I followed Greg into the building. The big guard opened the door for us, and when we walked through I heard singing. The sounds came from a theater large enough to hold a couple of hundred people. Singers were on the stage belting out a lively rendition of “She’s a Grand Ol’
Flag.” A small man in a dark suit, wearing horn-rimmed glasses and brandishing a baton, gesticulated frantically in front of the group, jabbing first one way, then the other, as he attempted to balance the voices and keep them in synch.
“That’s our company’s little choral group,” explained Greg. “They’re rehearsing for the Fourth of July party.”
“Do they get paid for singing?” I asked.
“They give up their lunch hour to rehearse,” Greg answered. “You’d be surprised at the number of people who do music. The conductor is our chief research chemist. Do you see the gray-haired lady in the red sweater? She’s secretary to Mr. Wolfe, the company president. She has a great voice. And the guy playing the bassoon—corporate finance director. The pianist—you can barely see her across the stage—is the VP of I.T. That’s information technology, of course.”
We continued down the hall past a door signed To Animal Facility. “What’s with the animals?” I asked.
“We raise our own special breeds for drug testing. Dogs, rabbits, mice, even monkeys. The biologists guarantee their genetic uniformity. That helps us isolate the effects of the drugs we test.”

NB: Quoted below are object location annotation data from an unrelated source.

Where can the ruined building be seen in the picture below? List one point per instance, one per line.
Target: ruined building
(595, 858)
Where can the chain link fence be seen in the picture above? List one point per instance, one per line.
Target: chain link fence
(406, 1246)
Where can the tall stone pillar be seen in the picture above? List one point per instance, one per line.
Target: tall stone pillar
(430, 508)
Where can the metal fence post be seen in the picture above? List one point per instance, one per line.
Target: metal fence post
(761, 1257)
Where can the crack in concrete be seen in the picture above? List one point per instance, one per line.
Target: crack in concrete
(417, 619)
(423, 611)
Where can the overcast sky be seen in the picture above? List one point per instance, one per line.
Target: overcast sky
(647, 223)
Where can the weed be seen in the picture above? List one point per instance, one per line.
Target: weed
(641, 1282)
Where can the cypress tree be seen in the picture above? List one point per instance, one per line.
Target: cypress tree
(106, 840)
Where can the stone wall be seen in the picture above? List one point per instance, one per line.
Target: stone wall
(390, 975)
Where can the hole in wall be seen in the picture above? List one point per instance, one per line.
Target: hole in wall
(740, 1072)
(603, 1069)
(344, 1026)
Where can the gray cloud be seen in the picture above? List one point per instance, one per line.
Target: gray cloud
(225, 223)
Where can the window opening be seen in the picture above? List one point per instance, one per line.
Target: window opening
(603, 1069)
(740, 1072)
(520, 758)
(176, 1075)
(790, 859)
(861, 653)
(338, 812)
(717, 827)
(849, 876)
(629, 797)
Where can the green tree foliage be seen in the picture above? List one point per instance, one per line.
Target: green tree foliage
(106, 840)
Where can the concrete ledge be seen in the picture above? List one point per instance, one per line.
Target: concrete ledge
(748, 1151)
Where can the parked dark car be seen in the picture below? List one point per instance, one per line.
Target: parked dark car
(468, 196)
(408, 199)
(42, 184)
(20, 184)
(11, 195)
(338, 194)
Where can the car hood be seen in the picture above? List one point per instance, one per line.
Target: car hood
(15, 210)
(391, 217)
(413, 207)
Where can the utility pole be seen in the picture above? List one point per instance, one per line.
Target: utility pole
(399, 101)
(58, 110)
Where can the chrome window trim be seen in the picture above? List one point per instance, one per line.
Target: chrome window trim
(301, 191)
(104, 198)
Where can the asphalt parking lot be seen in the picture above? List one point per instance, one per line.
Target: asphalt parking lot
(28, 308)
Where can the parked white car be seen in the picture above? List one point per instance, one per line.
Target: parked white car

I grimaced mentally at the idea, but I certainly owed my life to cancer-fighting drugs that had attacked my disease without overwhelming and killing my body. They had had to be tested and I could only hope it had been done without inflicting cruelty or unnecessary suffering on animals.
Dr. Maas occupied a large corner office in the back of the building. As I was ushered in, he stepped out from behind an executive desk to greet me with a strong handshake. He was short, not even up to my height, with the solid build of a man who gets more exercise than golf on Sundays. His mottled skin, large, crooked nose, and thick ears gave him the appearance of an ex-fighter. He was well groomed, however, and his neatly combed hair made no attempt to conceal his half-bald head.